VOD film review: Irresistible
James R | On 01, Jul 2020
Director: Jon Stewart
Cast: Steve Carell, Rose Byrne, Chris Cooper, Mackenzie Davis
Politics. It’s not great, is it? That’s the basic point behind Irresistible, Jon Stewart’s new satirical comedy. Stewart, once the king of topical commentary during his time hosting The Daily Show, is one of the shrewdest pundits around, capable of seeing through the distraction and nonsense of the media show that modern politics has become. Irresistible is precisely about that distraction and nonsense.
The film follows Gary (Steve Carell), a consultant in Washington DC who has become jaded after the Trump election win. But when he spies a war vet-turned-farmer in the small town of Deerlaken, Wisconsin, who appears to be the kind of Republican-friendly liberal the Democrat Party needs, he hops in his rental car to convince him to come aboard. Jack Hastings (Chris Cooper) doesn’t take much convincing to run for Mayor, and so begins Gary’s quest to position him as a future presidential candidate in the making.
Gary’s plotting, and presence, attracts the attention of Faith (Rose Byrne), his counterpart from the Republican National Committee, and what starts as a local contest escalates into a full-on campaign war. What ensues is the usual kind of politicking we’ve come to expect from both real life and political satires, from TV interviews gone wrong to leaflets targeted by computer data and algorithms – one moment where pamphlets promoting contraception are accidentally plastered over a neighbourhood of nuns is a familiar but amusing idea.

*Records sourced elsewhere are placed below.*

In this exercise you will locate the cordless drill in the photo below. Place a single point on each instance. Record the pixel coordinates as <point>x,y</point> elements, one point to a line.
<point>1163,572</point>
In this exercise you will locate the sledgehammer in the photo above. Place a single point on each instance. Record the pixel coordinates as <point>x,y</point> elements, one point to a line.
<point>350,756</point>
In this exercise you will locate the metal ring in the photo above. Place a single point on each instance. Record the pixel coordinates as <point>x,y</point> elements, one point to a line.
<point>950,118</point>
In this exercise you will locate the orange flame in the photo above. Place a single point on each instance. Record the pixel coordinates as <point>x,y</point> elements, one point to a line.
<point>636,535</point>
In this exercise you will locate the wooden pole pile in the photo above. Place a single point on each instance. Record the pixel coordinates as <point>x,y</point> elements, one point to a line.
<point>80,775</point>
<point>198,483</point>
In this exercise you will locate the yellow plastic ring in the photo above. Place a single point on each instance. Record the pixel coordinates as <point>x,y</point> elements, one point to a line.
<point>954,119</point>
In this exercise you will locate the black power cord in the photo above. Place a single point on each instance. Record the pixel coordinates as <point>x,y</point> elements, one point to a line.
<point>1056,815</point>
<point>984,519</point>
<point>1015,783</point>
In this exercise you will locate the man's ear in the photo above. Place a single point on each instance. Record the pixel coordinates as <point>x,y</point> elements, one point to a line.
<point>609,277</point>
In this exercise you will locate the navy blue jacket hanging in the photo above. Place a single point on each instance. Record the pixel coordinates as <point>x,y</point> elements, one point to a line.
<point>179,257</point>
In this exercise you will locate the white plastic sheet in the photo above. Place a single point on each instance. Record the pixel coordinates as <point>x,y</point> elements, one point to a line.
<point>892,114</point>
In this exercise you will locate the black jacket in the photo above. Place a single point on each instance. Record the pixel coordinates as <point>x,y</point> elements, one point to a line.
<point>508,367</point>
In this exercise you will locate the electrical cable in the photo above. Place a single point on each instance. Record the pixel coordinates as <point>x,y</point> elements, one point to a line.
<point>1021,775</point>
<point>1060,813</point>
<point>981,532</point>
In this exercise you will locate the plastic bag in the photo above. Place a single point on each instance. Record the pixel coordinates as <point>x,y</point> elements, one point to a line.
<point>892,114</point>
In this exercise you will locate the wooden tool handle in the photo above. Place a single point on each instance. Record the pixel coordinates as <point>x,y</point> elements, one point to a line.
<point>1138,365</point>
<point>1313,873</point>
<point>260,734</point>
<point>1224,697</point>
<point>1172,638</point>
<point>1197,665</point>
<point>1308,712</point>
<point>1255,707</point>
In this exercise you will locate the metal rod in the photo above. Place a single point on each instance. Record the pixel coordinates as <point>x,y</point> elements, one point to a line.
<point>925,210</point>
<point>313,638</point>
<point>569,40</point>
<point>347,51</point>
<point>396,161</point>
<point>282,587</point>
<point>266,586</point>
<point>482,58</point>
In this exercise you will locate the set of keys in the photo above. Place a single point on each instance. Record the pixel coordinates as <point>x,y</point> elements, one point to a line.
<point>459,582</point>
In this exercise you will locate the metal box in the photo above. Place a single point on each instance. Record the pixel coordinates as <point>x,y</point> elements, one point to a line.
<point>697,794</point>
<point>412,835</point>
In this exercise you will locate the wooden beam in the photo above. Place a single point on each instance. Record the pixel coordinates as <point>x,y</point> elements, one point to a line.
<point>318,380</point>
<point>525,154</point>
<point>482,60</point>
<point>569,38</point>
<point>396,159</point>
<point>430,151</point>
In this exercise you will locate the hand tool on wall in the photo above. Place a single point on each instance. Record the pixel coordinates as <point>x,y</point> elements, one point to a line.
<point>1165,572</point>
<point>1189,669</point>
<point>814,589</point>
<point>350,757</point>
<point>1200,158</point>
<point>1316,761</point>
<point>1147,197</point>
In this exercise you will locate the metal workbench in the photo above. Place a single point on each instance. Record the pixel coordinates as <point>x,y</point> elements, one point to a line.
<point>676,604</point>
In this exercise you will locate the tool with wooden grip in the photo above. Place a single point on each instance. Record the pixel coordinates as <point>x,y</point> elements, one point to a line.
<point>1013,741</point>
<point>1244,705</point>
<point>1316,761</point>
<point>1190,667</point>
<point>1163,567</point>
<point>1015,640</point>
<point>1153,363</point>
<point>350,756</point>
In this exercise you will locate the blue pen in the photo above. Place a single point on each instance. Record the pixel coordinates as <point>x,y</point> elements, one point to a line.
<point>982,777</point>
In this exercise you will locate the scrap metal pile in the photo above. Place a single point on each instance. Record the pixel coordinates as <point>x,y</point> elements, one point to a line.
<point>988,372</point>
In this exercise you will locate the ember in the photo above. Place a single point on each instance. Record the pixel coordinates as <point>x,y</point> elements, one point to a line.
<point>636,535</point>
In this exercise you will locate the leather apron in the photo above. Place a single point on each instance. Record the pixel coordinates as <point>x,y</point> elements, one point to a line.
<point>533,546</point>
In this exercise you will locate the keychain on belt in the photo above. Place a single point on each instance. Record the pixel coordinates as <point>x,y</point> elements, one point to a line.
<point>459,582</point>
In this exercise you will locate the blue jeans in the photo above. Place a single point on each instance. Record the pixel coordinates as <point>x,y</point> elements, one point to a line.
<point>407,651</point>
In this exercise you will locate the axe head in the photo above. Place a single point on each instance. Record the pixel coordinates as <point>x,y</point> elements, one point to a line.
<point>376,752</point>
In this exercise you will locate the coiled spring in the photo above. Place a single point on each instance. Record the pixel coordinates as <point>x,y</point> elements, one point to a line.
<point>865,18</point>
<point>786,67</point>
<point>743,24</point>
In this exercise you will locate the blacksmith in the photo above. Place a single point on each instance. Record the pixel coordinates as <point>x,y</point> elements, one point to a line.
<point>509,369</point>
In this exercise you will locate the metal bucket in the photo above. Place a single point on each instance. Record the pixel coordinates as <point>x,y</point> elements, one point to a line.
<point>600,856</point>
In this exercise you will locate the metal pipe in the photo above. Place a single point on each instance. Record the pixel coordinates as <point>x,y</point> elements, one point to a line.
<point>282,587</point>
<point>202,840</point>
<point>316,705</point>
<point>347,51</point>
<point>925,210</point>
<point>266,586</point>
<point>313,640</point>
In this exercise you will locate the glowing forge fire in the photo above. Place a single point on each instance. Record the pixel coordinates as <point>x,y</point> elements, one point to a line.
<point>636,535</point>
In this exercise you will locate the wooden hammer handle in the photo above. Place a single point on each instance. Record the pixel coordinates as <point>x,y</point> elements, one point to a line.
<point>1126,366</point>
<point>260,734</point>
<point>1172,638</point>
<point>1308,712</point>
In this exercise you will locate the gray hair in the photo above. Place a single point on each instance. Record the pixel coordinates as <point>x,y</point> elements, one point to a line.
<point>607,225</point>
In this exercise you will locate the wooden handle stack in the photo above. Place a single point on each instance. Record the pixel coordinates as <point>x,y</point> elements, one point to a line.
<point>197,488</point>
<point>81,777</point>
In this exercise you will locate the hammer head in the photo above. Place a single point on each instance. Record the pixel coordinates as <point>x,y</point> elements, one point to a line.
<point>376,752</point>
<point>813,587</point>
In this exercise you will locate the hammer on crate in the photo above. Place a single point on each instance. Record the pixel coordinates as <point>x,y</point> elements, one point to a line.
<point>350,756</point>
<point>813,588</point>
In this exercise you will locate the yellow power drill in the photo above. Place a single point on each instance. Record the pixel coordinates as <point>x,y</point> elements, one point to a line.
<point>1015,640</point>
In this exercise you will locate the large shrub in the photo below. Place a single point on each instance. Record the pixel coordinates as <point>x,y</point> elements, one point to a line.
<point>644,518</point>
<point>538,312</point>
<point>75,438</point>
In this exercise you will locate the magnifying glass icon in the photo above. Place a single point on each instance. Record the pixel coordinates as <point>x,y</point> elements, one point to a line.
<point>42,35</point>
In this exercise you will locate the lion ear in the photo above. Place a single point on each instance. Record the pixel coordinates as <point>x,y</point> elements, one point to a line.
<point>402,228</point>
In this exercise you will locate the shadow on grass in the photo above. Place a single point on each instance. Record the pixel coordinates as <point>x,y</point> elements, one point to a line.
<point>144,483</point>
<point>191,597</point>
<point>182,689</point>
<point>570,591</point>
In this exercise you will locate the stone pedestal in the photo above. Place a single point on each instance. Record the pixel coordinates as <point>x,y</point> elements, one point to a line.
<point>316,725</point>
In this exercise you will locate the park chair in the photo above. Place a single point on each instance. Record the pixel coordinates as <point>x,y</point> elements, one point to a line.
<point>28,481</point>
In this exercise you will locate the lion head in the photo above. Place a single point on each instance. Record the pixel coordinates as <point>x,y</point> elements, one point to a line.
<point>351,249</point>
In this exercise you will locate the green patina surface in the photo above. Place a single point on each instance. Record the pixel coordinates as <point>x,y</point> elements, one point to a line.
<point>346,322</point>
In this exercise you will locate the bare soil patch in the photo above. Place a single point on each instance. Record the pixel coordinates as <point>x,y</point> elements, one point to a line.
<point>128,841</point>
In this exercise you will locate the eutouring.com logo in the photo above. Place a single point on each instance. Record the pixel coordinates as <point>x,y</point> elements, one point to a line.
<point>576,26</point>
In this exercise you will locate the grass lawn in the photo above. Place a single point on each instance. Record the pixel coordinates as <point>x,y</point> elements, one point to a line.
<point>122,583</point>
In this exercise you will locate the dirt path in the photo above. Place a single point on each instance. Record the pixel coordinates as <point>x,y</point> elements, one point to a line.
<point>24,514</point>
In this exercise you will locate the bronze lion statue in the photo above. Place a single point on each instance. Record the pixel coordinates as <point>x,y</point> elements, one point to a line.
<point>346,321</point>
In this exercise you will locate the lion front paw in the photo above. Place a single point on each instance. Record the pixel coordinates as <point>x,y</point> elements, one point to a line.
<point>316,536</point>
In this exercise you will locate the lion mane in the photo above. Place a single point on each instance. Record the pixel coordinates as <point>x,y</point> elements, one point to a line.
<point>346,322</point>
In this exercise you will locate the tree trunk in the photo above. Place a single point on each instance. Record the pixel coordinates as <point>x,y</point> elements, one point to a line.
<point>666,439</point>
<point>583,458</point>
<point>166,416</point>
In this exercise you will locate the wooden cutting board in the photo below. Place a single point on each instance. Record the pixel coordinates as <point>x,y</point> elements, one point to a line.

But from Jack’s apparently naive daughter (an underused Mackenzie Davis) whom Gary considers a romantic interest to the banter between him and Faith, the familiar nature of every story beat and joke begins to wear you down; in an age of Donald Trump, Dominic Cummings and Vladimir Putin, the notion of a comedy simply reminding us that electioneering has taken democracy away from its purpose feels curiously old-fashioned.
A late development takes the script into more interesting territory, as Stewart’s cynical sense of humour really kicks into gear, but that only highlights the missed opportunity of what could have been a very different story from a very different perspective. Instead, we’re left relying on the cast to bring some chuckles to the table, from Carell’s obnoxious spin artist to Byrne clearly enjoying herself as the horrible Faith. There’s some fun in their exchanges, but not enough to give this disappointingly blunt tale the sharp edge it’s missing. There’s zooming out to think beyond the current White House occupant, who can only stay in power for a limited number of years, and there’s not feeling relevant at all. Irresistible tries to see through the distraction of modern politics, but gets distracted from its own point along the way.